My local ISP recently installed fibre in town, which freed us up from the horror that is 700kbit WiMAX connections. The sales rep came round and enthusiastically encouraged us to upgrade to an "up to 100mbit" plan, which turned out to be shared with the entire town.

Yep.

So in practice we get about 1mbit for international traffic, though national traffic is pretty fast at 8-25mbit. Google and Akamai have servers in Madagascar so Google services are super fast, Facebook works great and Windows updates come through fairly quickly, but everything else sorta plods along.

Spotify, Netflix and basically anything streaming are out, but YouTube works perfectly, even in HD, as long as you immediately refresh the page after the video first starts playing. It seems that the first time someone loads a video, it immediately gets cached in-country over what I can only assume is a super-secret super-fast Google link. The second time, it loads much quicker.

This is great in the office, but if you want to load up some videos to take home (internet is way too expensive to have at home) you're going to want to download them. I'm a big fan of youtube-dl, which runs on most OSs and lets you pick and choose your formats. You can start it going, immediately cancel and restart to download at full speed, but you have to do it separately for video and audio and it's generally pretty irritating. So here's a bit of bash script to do it for you!

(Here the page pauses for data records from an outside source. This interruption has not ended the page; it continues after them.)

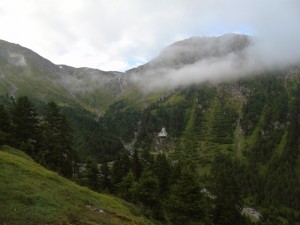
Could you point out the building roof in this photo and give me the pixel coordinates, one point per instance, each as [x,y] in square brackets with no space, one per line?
[163,133]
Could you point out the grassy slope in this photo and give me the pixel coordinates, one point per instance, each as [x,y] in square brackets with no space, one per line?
[30,194]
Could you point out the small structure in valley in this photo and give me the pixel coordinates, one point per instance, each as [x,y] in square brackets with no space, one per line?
[163,133]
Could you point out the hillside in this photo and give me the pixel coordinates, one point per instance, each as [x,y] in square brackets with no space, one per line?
[24,72]
[30,194]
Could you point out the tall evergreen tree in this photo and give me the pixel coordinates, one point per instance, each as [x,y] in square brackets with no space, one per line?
[105,183]
[57,152]
[25,125]
[184,204]
[137,167]
[93,175]
[228,203]
[162,170]
[5,126]
[120,169]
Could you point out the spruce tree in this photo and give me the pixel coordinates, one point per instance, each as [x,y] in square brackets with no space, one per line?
[25,125]
[5,126]
[137,167]
[105,183]
[162,170]
[184,204]
[57,152]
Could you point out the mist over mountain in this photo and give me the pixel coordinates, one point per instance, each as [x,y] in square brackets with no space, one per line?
[215,59]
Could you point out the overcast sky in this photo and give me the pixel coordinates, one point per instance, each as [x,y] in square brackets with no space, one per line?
[121,34]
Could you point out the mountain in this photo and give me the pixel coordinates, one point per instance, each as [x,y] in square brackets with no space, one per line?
[30,194]
[252,118]
[23,72]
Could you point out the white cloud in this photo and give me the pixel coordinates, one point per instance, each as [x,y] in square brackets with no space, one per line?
[114,35]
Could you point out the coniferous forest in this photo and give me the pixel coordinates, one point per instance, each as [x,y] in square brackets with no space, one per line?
[220,152]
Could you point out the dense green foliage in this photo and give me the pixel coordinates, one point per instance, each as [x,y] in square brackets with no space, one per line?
[30,194]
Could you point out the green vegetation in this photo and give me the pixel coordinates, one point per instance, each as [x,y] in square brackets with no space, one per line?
[30,194]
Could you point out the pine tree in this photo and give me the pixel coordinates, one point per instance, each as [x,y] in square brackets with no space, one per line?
[162,170]
[120,169]
[56,150]
[5,126]
[125,188]
[184,204]
[105,183]
[25,125]
[92,174]
[228,204]
[137,167]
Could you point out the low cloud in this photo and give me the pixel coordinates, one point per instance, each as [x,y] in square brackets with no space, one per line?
[17,60]
[212,59]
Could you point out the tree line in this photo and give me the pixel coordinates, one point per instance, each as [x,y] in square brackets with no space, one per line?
[46,137]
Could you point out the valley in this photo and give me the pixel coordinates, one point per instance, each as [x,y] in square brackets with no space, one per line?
[237,136]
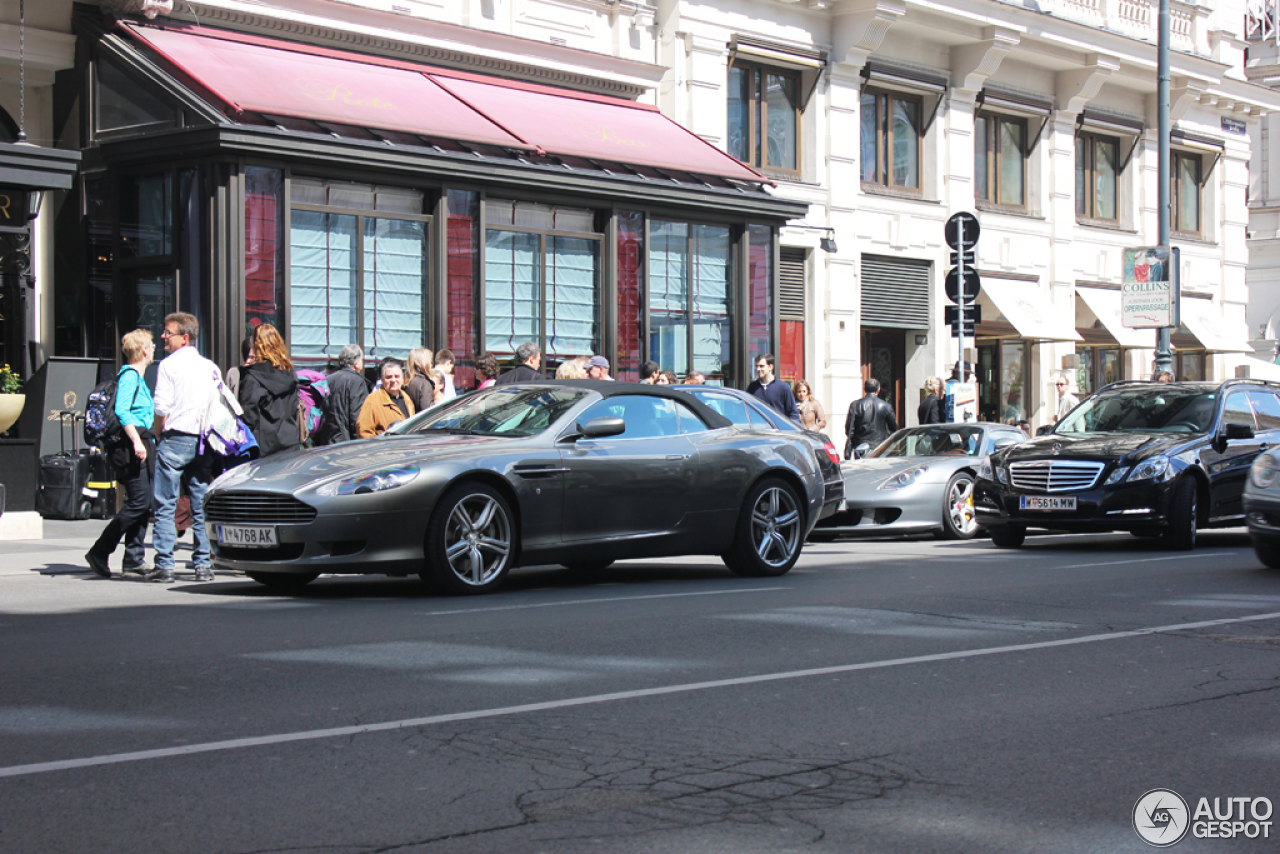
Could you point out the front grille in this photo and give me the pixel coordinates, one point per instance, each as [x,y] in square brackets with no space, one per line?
[1055,475]
[257,508]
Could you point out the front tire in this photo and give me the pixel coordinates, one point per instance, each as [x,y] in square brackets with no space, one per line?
[471,540]
[1183,516]
[959,521]
[769,531]
[283,581]
[1009,535]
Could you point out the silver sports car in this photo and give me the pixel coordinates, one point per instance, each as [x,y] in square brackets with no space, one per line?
[918,480]
[580,473]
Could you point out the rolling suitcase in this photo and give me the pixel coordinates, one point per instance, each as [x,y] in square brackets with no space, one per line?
[63,478]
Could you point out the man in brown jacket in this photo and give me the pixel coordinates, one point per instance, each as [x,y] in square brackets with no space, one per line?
[385,405]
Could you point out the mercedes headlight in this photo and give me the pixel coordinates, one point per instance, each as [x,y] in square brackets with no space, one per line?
[370,482]
[904,478]
[1264,470]
[1153,469]
[1118,475]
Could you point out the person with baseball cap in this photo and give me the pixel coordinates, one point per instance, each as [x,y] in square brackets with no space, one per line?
[598,368]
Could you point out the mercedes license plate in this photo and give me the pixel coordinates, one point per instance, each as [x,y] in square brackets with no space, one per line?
[247,535]
[1045,502]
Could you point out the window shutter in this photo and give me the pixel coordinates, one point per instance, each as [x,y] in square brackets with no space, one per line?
[791,283]
[895,292]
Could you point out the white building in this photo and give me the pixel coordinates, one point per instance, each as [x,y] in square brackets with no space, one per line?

First install youtube-dl and expect if you don't have them already:

sudo apt-get install youtube-dl expect

Then add something like this to your ~/.bashrc:

yt()
{
expect -c 'spawn youtube-dl -f "bestvideo\[height<=480\]/best\[height<=480\]" -o /home/user/YouTube/%(title)s.f%(format_id)s.%(ext)s --no-playlist --no-mtime '"$1"'; expect " ETA " { close }'
expect -c 'spawn youtube-dl -f "worstaudio" -o /home/user/YouTube/%(title)s.f%(format_id)s.%(ext)s --no-playlist --no-mtime '"$1"'; expect " ETA " { close }'
youtube-dl -f "bestvideo[height<=480]+worstaudio/best[height<=480]" -o "/home/user/YouTube/%(title)s.%(ext)s" --no-playlist --no-mtime $1
}

Run bash to reload and use it like yt https://youtube.com/watch?v=whatever

The first two expect commands start downloading the video and audio respectively (I limit mine to 480p or below video and the smallest possible audio, but feel free to change it), killing youtube-dl as soon as they see " ETA " which appears once downloads start. The third command downloads the whole thing once it's been cached in-country.

The reason we include the format ID in the filename for the first two commands is because when downloading video and audio together, youtube-dl adds the format code to the temporary files as title.fcode.ext. When downloading just video or just audio, these aren't included by default. By adding these ourselves, the third command will resume downloading from the existing files and remove them automatically after combining them into one file.

I like to include --no-mtime so the downloaded files' modification date is when they were downloaded, rather than when the video was uploaded. This means I can easily delete them after a month with a crontab entry:

0 21 * * Sun root find /home/user/YouTube/ -type f -mtime +31 -print -delete

Ignore the running as root bit, it's on a NAS so everything runs as root. Woo.